Le lieu est très agréable et semble très tranquille, éclairé par des lumières chaudes et douces, décoré de nombreux instruments pouvant servir à la pratique du yoga. Je lis écrit quelque part qu’il semble se passer des retraites ainsi que différents ateliers de yoga. Dani me propose de l’eau citronnée et Jake me demande si j’ai faim. Je leur réponds positivement et Jake m’apporte une assiette de riz type « paella » cuisinée par Dani. Entre-temps, une jeune femme sonne et entre après que Jake lui ait ouvert. Elle semble très sympathique, j’observe un tatouage sur son bras qui m’interpelle : Ubuntu. Je lui demande si je peux voir son bras pour être certain de ce que j’ai lu et elle me dit qu’il ne s’agit pas là d’une référence au système d’exploitation. Elle poursuit en me questionnant à propos de mon voyage après avoir choisi sa marchandise auprès de Jake. Je m’éclipse pour me doucher, chose que je n’ai pas encore eu le temps de faire. Au retour, Jake a sorti un paquet de chips et me propose une bière autour du bar qui donne lieu à une sorte d’apéro improvisé en compagnie de la jeune femme habituée du lieu. Je sors de mes provisions les grappes de raisins que j’expose sur le bar pour les partager.

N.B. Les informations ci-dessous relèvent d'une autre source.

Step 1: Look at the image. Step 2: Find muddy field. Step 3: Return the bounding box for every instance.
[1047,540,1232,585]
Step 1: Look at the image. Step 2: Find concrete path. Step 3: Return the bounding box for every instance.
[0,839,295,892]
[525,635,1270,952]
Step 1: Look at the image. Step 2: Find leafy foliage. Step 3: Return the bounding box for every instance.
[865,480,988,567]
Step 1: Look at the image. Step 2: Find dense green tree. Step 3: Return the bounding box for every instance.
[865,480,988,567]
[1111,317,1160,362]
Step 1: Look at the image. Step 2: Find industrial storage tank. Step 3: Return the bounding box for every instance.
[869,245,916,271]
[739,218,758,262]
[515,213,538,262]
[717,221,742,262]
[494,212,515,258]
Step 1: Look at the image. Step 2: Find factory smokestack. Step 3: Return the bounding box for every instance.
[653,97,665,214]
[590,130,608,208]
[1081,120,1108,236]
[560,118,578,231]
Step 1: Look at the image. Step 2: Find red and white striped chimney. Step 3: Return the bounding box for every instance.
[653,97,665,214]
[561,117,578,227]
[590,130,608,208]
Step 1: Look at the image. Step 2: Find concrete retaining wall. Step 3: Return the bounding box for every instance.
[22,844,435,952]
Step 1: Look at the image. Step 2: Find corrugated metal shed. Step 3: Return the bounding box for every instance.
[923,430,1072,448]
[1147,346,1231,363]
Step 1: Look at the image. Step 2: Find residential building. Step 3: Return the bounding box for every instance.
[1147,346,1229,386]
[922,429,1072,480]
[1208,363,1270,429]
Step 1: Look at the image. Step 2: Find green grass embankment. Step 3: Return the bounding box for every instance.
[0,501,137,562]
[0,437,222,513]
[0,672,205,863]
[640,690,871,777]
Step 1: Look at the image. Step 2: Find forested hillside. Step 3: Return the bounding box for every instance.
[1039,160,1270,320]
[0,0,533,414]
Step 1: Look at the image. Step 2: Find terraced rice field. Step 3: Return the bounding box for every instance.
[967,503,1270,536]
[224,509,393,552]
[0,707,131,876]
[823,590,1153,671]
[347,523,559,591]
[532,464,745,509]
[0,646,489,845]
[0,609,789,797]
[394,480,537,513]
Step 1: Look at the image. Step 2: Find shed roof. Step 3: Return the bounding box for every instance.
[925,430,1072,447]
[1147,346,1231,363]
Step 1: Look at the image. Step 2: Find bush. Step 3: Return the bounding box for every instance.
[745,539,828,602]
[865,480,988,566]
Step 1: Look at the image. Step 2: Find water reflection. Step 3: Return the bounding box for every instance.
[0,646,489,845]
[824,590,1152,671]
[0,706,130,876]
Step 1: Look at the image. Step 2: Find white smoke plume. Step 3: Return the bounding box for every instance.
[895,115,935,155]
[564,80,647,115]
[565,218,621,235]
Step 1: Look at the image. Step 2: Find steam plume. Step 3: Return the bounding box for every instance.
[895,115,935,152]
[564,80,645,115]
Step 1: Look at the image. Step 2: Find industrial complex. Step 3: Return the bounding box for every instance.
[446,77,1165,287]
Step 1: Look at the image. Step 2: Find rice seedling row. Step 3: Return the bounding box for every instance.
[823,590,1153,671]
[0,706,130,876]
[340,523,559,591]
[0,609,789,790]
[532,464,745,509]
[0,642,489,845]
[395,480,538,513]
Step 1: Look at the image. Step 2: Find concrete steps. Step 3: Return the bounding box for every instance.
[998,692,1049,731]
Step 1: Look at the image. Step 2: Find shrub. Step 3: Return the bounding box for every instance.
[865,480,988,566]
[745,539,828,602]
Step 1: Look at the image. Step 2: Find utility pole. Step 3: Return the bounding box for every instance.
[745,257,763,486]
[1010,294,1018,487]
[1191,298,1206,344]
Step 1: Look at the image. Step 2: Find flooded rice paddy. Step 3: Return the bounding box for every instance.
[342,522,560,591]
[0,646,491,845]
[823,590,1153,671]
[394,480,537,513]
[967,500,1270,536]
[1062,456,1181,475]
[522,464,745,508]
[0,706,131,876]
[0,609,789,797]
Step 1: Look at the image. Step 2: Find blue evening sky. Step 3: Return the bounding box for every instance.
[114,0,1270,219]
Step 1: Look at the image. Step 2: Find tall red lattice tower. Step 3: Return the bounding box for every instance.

Il se dessine une jolie ambiance tranquille et bienveillante. J’ai les traits tirés par l’effort mais je suis heureux de prendre part à ce moment. Un peu plus tard dans la soirée, la sonnette retentit, Jake ouvre à un groupe de trois Français. L’un d’eux parle un espagnol basique avec un fort accent, tandis que les deux autres non. Ils sont venus manifestement consommer la marchandise qu’ils prennent le temps de choisir auprès de Jake. Très mauvais en langue étrangère, je sers parfois d’interprète pour certaines choses qu’ils peinent à exprimer. Une fois satisfait, ils partent d’abord s’installer sur les canapés à l’intérieur pour fumer puis à l’extérieur vu la température. Nous continuons à discuter à l’intérieur, le lieu finit par se vider petit à petit, Jake me laisse seul en compagnie de Dani qui m’indique un canapé clic-clac où je peux dormir puis me laisse seul dans la grande salle ouverte.